Alternately, here’s what WikiLeaks had to say about how reporters from Argentina to Azerbaijan delivered information to Stratfor’s offices in downtown Austin:

“Stratfor did secret deals with dozens of media organisations and journalists—from Reuters to the Kiev Post … While it is acceptable for journalists to swap information or be paid by other media organisations, because Stratfor is a private intelligence organisation that services governments and private clients these relationships are corrupt or corrupting.”

The reaction in the U.S. media says volumes. The Nation and Rolling Stone are predictably not lingering over how the emails were lifted from Stratfor. Rather they are fixated on what the emails contain. The New York Times, on the other hand, has noticeably shied away from the content of the emails, instead concentrating on criminal allegations and the role the FBI has played in investigating “data stolen from Stratfor.” Good luck finding any drilled-down work in the Texas media about the information contained in the emails, or the extent to which it was gathered from working journalists here and abroad.

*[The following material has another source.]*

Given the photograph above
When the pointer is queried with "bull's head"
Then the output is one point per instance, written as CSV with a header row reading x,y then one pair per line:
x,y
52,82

That lack of coverage doesn’t just indicate a lack of curiosity, but an ongoing culture in Texas media circles: Intelligence organizations, spin doctors and think tanks have long relied on sympathetic state journalists. Some young Austin journalists go to work as “open source intelligence monitors” for Stratfor. Some do research for Public Strategies (run in part by Mark McKinnon, who years ago was the crusading editor of The Daily Texan, the University of Texas at Austin student newspaper, before he single-handedly invented George W. Bush’s media campaigns). Some journalists even move on from years at the liberal news weekly The Austin Chronicle to become affiliated with conservative policy shops like The Manhattan Institute.

Such “exchange” of information may also be less deliberate than the deals suggested in the Stratfor/WikiLeaks revelations. It could take other forms, maybe some social lubrication at The Austin Club, The Petroleum Club, The Houston Club.

One thing is sure: More emails are coming this year. And the more the story is ignored in the Texas media, the more it says about the Texas media.